2022-03-08 18:11:29

by Horatiu Vultur

[permalink] [raw]
Subject: [PATCH net-next] net: lan966x: Improve the CPU TX bitrate.

Replace 'readx_poll_timeout_atomic' with a simple while loop + timeout
when checking if it is possible to write to the HW the next word of the
frame.
Doing this will improve the TX bitrate by 65%. The measurements were
done using iperf3.

Before:
[ ID] Interval Transfer Bitrate Retr
[ 5] 0.00-10.03 sec 55.2 MBytes 46.2 Mbits/sec 0 sender
[ 5] 0.00-10.04 sec 53.8 MBytes 45.0 Mbits/sec receiver

After:
[ ID] Interval Transfer Bitrate Retr
[ 5] 0.00-10.02 sec 91.4 MBytes 76.6 Mbits/sec 0 sender
[ 5] 0.00-10.03 sec 90.2 MBytes 75.5 Mbits/sec receiver

Signed-off-by: Horatiu Vultur <[email protected]>
---
.../ethernet/microchip/lan966x/lan966x_main.c | 20 ++++++++++---------
1 file changed, 11 insertions(+), 9 deletions(-)

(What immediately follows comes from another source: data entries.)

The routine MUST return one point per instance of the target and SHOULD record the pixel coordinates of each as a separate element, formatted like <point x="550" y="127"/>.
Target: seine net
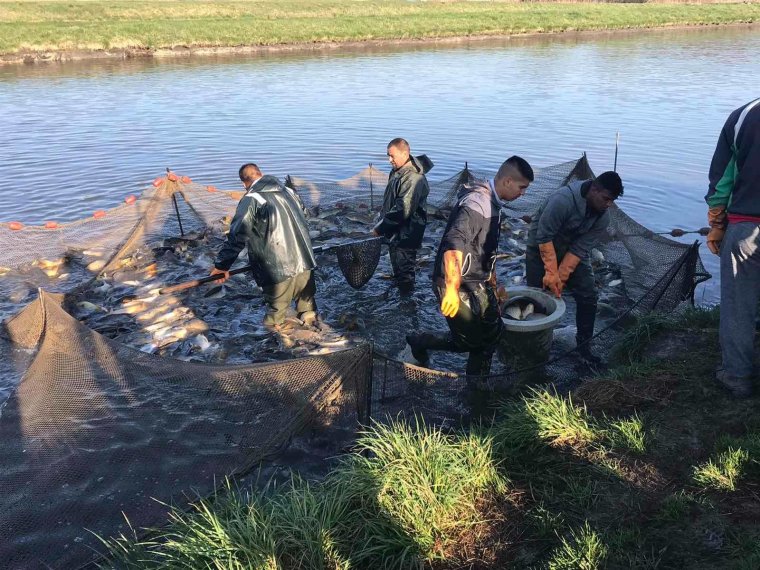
<point x="94" y="430"/>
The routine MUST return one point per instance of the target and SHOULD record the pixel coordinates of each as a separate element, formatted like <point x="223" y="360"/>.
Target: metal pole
<point x="179" y="219"/>
<point x="371" y="191"/>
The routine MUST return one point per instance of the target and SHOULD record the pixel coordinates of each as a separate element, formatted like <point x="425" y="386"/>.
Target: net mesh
<point x="93" y="428"/>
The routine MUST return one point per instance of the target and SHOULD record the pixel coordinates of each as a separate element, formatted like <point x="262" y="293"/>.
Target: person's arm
<point x="236" y="239"/>
<point x="458" y="234"/>
<point x="411" y="188"/>
<point x="553" y="217"/>
<point x="723" y="174"/>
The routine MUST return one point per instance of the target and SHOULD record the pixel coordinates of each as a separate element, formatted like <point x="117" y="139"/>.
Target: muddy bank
<point x="365" y="46"/>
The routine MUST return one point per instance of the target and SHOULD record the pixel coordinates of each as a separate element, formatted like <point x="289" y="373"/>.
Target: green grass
<point x="405" y="504"/>
<point x="651" y="466"/>
<point x="99" y="24"/>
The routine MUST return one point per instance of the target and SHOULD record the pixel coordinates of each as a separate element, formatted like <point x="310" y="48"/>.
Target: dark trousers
<point x="403" y="262"/>
<point x="581" y="284"/>
<point x="300" y="288"/>
<point x="475" y="328"/>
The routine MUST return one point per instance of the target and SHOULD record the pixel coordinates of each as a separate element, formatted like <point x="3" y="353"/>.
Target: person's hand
<point x="714" y="237"/>
<point x="501" y="296"/>
<point x="553" y="283"/>
<point x="225" y="274"/>
<point x="450" y="302"/>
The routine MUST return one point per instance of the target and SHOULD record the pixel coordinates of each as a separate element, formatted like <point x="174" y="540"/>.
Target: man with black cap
<point x="568" y="225"/>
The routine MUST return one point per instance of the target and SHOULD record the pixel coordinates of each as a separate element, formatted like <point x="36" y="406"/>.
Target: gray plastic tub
<point x="528" y="342"/>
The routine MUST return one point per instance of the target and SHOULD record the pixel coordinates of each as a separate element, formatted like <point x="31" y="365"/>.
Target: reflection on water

diff --git a/drivers/net/ethernet/microchip/lan966x/lan966x_main.c b/drivers/net/ethernet/microchip/lan966x/lan966x_main.c
index 81c01665d01e..f6cef29b9d36 100644
--- a/drivers/net/ethernet/microchip/lan966x/lan966x_main.c
+++ b/drivers/net/ethernet/microchip/lan966x/lan966x_main.c
@@ -176,18 +176,20 @@ static int lan966x_port_stop(struct net_device *dev)
return 0;
}

-static int lan966x_port_inj_status(struct lan966x *lan966x)
-{
- return lan_rd(lan966x, QS_INJ_STATUS);
-}
-
static int lan966x_port_inj_ready(struct lan966x *lan966x, u8 grp)
{
- u32 val;
+ unsigned long time = jiffies + usecs_to_jiffies(READL_TIMEOUT_US);
+ int ret = 0;

- return readx_poll_timeout_atomic(lan966x_port_inj_status, lan966x, val,
- QS_INJ_STATUS_FIFO_RDY_GET(val) & BIT(grp),
- READL_SLEEP_US, READL_TIMEOUT_US);
+ while (!(lan_rd(lan966x, QS_INJ_STATUS) &
+ QS_INJ_STATUS_FIFO_RDY_SET(BIT(grp)))) {
+ if (time_after(jiffies, time)) {
+ ret = -ETIMEDOUT;
+ break;
+ }
+ }
+
+ return ret;
}

static int lan966x_port_ifh_xmit(struct sk_buff *skb,
--
2.33.0


2022-03-08 23:48:36

by Horatiu Vultur

[permalink] [raw]
Subject: Re: [PATCH net-next] net: lan966x: Improve the CPU TX bitrate.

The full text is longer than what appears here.